July 14, 2005 in Nation/World

Lobotomy back in spotlight decades after procedure’s end

Linda A. Johnson Associated Press
 

at a glance

Crude treatment

•The arguments: A new book contends the brain surgery actually helped about 10 percent of patients. But relatives of lobotomy patients want the Nobel Prize revoked from the inventor of the procedure.

•The procedure: The lobotomy was used to treat mental illness, epilepsy and even chronic headaches. It left patients childlike, apathetic and withdrawn – much like the depiction in the novel and movie “One Flew Over the Cuckoo’s Nest.”

The lobotomy, once a widely used method for treating mental illness, epilepsy and even chronic headaches, is generating fresh controversy 30 years after doctors stopped performing the procedure now viewed as barbaric.

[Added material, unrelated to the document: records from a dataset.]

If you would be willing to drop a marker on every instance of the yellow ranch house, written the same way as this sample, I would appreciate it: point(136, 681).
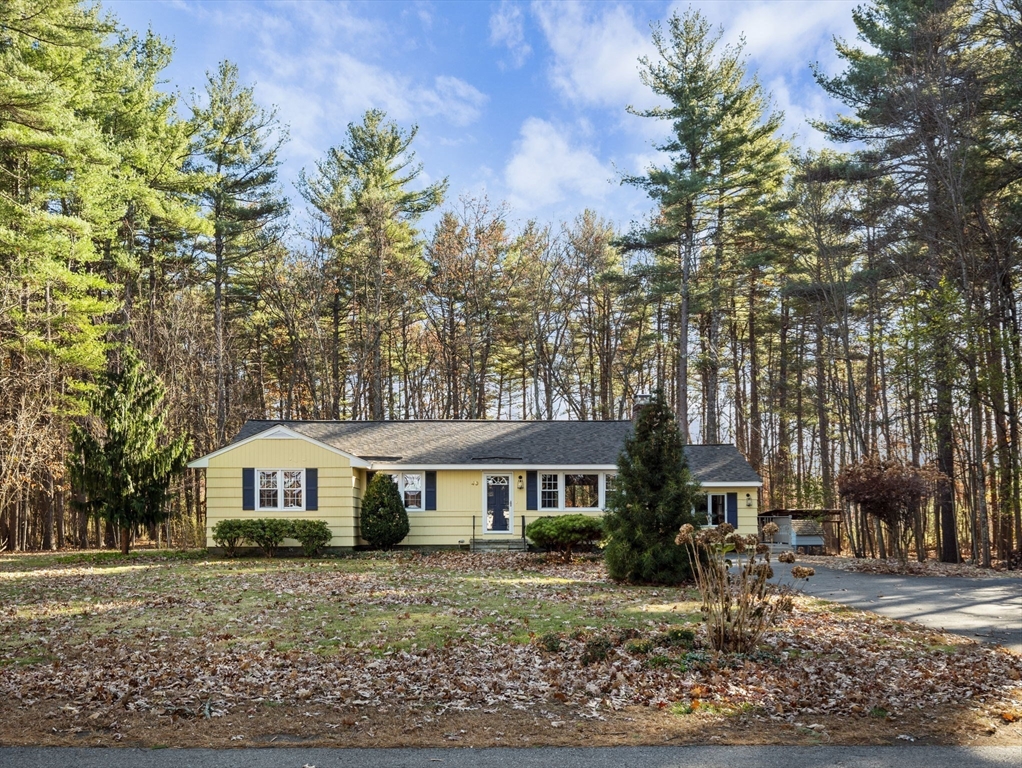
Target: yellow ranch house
point(464, 483)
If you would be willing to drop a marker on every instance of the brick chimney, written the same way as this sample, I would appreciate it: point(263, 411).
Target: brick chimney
point(638, 403)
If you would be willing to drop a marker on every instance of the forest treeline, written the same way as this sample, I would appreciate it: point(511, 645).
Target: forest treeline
point(816, 308)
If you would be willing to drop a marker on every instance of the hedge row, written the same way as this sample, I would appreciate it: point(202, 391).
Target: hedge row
point(268, 533)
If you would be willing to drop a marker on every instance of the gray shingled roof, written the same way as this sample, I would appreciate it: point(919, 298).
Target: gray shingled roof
point(513, 443)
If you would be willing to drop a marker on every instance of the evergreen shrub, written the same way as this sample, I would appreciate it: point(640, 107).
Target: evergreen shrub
point(229, 535)
point(653, 499)
point(268, 533)
point(564, 532)
point(383, 522)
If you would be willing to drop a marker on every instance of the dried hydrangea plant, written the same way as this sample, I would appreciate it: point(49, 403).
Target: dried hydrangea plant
point(738, 603)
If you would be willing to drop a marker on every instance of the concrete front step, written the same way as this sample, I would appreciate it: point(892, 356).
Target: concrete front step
point(498, 545)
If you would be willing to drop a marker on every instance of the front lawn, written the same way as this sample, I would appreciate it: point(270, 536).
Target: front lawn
point(454, 648)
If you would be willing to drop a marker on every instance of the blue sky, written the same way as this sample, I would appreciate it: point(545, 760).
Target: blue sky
point(522, 101)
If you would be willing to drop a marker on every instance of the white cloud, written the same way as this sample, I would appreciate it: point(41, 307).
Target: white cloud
point(507, 28)
point(596, 53)
point(459, 101)
point(546, 169)
point(780, 36)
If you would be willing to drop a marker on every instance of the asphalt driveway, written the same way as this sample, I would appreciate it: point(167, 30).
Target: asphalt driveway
point(985, 610)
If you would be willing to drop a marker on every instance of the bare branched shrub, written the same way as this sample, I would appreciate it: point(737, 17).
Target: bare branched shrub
point(738, 603)
point(891, 492)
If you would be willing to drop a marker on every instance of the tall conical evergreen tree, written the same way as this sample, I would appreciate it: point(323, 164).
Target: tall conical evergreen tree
point(122, 463)
point(654, 497)
point(239, 143)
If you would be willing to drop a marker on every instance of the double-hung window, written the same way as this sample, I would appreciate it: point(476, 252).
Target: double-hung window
point(712, 508)
point(574, 490)
point(582, 491)
point(550, 494)
point(281, 489)
point(410, 487)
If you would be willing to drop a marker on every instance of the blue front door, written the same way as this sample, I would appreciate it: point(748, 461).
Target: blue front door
point(498, 503)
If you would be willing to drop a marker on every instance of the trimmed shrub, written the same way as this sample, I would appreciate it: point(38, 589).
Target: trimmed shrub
point(383, 522)
point(313, 535)
point(267, 533)
point(564, 532)
point(229, 535)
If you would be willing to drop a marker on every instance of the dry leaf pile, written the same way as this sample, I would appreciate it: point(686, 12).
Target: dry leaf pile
point(451, 632)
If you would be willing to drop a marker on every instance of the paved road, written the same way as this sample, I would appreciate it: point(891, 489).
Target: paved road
point(620, 757)
point(984, 610)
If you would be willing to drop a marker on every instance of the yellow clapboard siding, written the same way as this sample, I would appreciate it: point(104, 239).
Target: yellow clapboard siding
point(460, 496)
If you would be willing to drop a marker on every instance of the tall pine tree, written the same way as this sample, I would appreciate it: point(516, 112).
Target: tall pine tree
point(122, 462)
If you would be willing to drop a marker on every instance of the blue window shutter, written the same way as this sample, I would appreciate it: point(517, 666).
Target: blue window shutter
point(733, 509)
point(248, 489)
point(530, 491)
point(312, 488)
point(430, 490)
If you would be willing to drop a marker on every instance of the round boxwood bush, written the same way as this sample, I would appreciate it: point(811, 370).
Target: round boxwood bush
point(383, 520)
point(564, 532)
point(229, 535)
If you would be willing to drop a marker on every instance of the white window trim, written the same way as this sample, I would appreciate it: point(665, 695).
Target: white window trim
point(280, 491)
point(399, 480)
point(707, 523)
point(561, 488)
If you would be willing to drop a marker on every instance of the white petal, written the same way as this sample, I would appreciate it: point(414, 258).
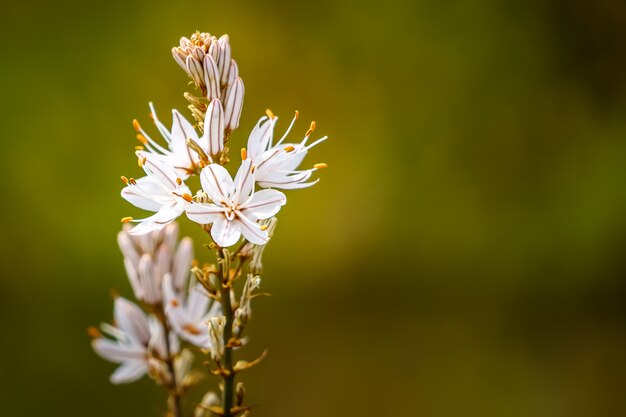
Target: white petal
point(260, 137)
point(133, 277)
point(147, 194)
point(181, 131)
point(117, 352)
point(211, 77)
point(164, 174)
point(127, 246)
point(244, 182)
point(129, 372)
point(182, 262)
point(224, 62)
point(251, 230)
point(204, 213)
point(225, 233)
point(130, 319)
point(264, 204)
point(217, 182)
point(214, 128)
point(150, 282)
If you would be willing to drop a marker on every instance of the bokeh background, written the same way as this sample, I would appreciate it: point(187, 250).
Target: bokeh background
point(464, 254)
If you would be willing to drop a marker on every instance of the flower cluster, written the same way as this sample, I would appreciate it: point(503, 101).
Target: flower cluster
point(185, 307)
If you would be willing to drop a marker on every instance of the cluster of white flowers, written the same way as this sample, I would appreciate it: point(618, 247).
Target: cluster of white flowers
point(182, 305)
point(158, 270)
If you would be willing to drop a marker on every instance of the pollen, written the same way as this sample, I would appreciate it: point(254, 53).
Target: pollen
point(94, 332)
point(311, 129)
point(191, 329)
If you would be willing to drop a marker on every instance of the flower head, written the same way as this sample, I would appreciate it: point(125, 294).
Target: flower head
point(137, 342)
point(178, 153)
point(276, 165)
point(189, 315)
point(235, 207)
point(149, 257)
point(161, 191)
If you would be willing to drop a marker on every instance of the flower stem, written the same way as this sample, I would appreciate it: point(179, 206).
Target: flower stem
point(174, 393)
point(229, 374)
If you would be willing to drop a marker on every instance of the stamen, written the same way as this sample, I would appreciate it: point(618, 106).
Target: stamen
point(94, 333)
point(311, 129)
point(191, 329)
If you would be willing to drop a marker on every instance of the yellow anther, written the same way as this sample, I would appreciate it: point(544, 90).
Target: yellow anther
point(311, 129)
point(191, 329)
point(94, 333)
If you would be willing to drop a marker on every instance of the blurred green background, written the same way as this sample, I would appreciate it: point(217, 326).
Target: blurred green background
point(464, 254)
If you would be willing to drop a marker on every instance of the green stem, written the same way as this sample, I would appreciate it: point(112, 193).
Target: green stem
point(229, 374)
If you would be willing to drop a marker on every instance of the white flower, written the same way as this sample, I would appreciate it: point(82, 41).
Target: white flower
point(137, 342)
point(148, 257)
point(276, 165)
point(189, 317)
point(235, 207)
point(161, 191)
point(178, 154)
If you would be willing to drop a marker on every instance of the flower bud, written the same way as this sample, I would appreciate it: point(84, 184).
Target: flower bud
point(233, 104)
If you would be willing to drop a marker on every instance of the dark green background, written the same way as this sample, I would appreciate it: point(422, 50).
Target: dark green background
point(464, 254)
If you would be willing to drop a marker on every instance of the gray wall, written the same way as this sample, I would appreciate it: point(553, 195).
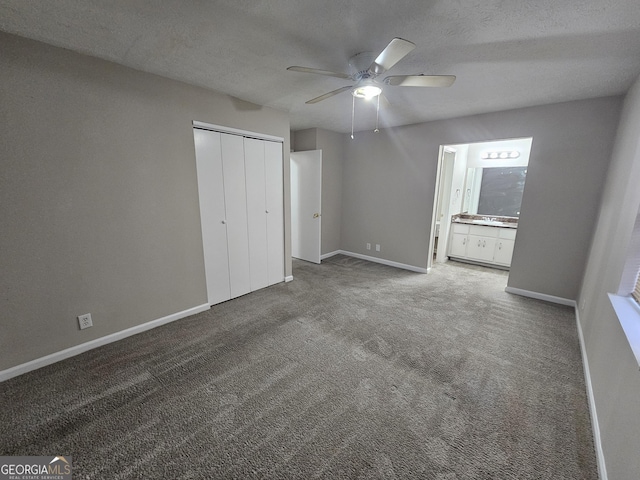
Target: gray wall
point(332, 146)
point(99, 200)
point(389, 184)
point(614, 371)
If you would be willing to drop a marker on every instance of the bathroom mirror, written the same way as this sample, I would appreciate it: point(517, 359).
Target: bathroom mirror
point(495, 191)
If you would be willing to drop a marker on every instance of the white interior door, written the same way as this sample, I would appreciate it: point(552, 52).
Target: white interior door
point(275, 210)
point(256, 212)
point(306, 202)
point(212, 214)
point(235, 194)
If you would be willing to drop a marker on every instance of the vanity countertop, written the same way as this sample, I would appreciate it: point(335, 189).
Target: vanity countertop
point(504, 222)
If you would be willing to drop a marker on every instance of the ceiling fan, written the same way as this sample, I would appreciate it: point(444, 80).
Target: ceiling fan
point(365, 68)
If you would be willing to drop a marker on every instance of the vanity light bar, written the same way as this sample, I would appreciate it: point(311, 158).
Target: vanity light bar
point(502, 155)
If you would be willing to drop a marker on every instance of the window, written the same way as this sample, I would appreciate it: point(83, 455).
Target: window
point(626, 302)
point(636, 291)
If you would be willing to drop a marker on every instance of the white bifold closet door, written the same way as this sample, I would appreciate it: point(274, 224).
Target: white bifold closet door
point(275, 210)
point(235, 200)
point(240, 187)
point(257, 212)
point(212, 214)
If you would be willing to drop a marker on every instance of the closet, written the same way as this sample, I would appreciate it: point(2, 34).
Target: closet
point(240, 187)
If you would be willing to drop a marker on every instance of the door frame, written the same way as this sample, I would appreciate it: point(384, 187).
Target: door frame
point(314, 257)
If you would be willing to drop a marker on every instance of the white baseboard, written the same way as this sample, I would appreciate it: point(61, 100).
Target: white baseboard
point(602, 468)
point(330, 254)
point(541, 296)
point(390, 263)
point(98, 342)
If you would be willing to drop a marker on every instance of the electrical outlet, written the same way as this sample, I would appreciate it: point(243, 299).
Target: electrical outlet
point(85, 321)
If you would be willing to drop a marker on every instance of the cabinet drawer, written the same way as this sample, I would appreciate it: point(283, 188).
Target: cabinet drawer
point(483, 231)
point(460, 228)
point(508, 233)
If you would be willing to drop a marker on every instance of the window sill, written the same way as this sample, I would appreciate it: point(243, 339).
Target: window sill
point(628, 313)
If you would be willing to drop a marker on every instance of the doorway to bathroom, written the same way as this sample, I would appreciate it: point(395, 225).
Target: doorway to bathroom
point(479, 189)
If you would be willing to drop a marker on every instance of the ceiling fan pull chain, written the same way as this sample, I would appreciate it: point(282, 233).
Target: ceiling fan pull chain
point(377, 115)
point(353, 113)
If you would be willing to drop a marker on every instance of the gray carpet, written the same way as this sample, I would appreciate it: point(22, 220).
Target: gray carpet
point(353, 370)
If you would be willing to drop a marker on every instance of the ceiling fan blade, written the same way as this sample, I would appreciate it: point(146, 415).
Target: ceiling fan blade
point(317, 71)
point(420, 80)
point(397, 49)
point(330, 94)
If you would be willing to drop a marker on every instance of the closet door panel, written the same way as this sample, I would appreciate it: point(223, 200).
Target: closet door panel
point(275, 208)
point(212, 215)
point(236, 207)
point(256, 211)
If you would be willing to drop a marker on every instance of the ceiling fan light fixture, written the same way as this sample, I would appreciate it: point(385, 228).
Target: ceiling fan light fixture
point(366, 91)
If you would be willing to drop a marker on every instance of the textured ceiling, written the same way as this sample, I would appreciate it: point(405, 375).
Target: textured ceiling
point(505, 53)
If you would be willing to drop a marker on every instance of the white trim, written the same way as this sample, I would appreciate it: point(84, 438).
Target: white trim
point(602, 467)
point(235, 131)
point(541, 296)
point(98, 342)
point(390, 263)
point(330, 254)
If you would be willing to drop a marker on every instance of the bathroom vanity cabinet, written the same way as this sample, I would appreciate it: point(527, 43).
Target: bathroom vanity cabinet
point(486, 244)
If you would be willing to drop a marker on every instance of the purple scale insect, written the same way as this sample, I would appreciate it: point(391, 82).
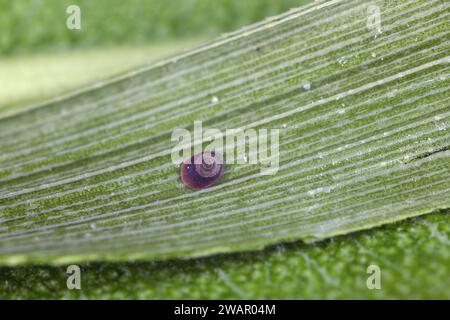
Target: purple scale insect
point(202, 170)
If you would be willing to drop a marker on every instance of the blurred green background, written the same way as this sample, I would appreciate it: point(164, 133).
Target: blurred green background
point(40, 25)
point(40, 58)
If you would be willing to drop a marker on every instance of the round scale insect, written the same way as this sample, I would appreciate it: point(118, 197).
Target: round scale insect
point(202, 170)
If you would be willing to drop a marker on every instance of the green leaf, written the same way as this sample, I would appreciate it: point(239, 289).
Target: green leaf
point(412, 255)
point(364, 141)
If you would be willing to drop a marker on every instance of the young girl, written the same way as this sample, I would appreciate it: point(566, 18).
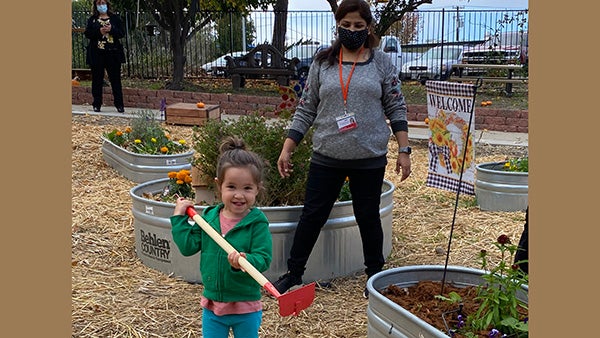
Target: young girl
point(231, 297)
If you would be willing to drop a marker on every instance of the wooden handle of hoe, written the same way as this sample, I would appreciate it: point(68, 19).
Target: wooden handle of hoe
point(249, 268)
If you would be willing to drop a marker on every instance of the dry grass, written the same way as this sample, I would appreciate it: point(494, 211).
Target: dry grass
point(115, 295)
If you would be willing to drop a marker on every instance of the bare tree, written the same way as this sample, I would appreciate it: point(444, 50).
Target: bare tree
point(389, 13)
point(184, 18)
point(280, 9)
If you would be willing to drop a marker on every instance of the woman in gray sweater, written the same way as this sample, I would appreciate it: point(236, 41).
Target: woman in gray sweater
point(351, 93)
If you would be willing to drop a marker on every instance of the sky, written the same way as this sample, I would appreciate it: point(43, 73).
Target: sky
point(302, 26)
point(473, 4)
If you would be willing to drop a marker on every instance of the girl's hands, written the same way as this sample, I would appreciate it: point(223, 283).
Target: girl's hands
point(181, 206)
point(234, 259)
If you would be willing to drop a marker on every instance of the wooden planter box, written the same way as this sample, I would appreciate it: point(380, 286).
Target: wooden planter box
point(190, 114)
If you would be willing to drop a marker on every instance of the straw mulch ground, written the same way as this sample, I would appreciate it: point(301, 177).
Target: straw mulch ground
point(115, 295)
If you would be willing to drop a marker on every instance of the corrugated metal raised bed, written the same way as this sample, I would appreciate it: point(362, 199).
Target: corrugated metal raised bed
point(387, 319)
point(143, 167)
point(337, 252)
point(501, 190)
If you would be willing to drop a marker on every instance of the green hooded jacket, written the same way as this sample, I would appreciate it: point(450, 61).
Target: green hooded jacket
point(222, 282)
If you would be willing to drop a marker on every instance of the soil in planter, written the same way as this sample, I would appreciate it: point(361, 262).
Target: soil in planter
point(421, 301)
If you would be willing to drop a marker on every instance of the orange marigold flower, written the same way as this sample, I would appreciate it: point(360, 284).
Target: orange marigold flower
point(503, 239)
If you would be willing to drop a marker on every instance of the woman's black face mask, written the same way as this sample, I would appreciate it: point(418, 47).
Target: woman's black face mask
point(352, 39)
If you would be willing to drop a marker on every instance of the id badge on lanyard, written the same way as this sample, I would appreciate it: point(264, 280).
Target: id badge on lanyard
point(346, 121)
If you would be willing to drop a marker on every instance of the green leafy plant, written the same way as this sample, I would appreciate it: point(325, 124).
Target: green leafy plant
point(265, 137)
point(453, 298)
point(146, 136)
point(179, 185)
point(517, 164)
point(500, 310)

A new book and a medical historian contend the crude brain surgery actually helped roughly 10 percent of the estimated 50,000 Americans who underwent the procedure between the mid-1930s and the 1970s. But relatives of lobotomy patients want the Nobel Prize given to its inventor revoked.

The lobotomy debate is discussed in an editorial in today’s New England Journal of Medicine.

Lobotomy was pioneered in 1936 by Portuguese neurologist Egas Moniz, who operated on people with severe psychiatric illnesses, particularly agitation and depression. Through holes drilled in the skull, Moniz cut through nerve fibers connecting the brain’s frontal lobe, which controls thinking, with other brain regions – believing that as new nerve connections formed the patient’s abnormal behavior would end.

Moniz, already widely respected for inventing an early brain-imaging method, gave sketchy reports that many patients benefited and was awarded the Nobel Prize for medicine in 1949.

Other doctors used a more primitive version than Moniz, punching an ice pick into the brain above the eye socket and blindly manipulating it to sever nerve fibers. By the late 1930s doctors were reporting many lobotomy patients were left childlike, apathetic and withdrawn. Use eventually waned with the advent of effective psychiatric drugs in the mid-1950s and the growing use of electroshock therapy.

Modern views of lobotomy have led to a call to pull Moniz’s Nobel prize. “How can anyone trust the Nobel Committee when they won’t admit to such a terrible mistake?” asks Christine Johnson, a Levittown, N.Y., medical librarian who started a campaign to have the prize revoked. Her grandmother became delusional in 1949, was lobotomized in 1954 after unsuccessful psychiatric and electroshock treatments, and spent the rest of her life in institutions.

Several years ago, a network of families of lobotomy patients started urging removal of an article on the Nobel Web site praising Moniz and saying he deserved the prize because there were no alternative psychiatric treatments at the time.

Meanwhile, journalist Jack El-Hai recently published “The Lobotomist,” about the chief U.S. proponent, neurosurgeon Walter Freeman, who did roughly 3,400 operations. He developed the icepick technique.

In the New England Journal editorial, Dr. Barron H. Lerner, a medical historian and associate professor at Columbia University College of Physicians and Surgeons, wrote that the procedure was a desperate effort to help many of the 400,000 patients confined to U.S. mental hospitals at mid-century.

He said a small number of patients became calmer and more manageable. “I think the numbers that were harmed were quite substantial,” Lerner said. “It was way overused, and it was used in inappropriate circumstances – retardation, anxiety, headaches.”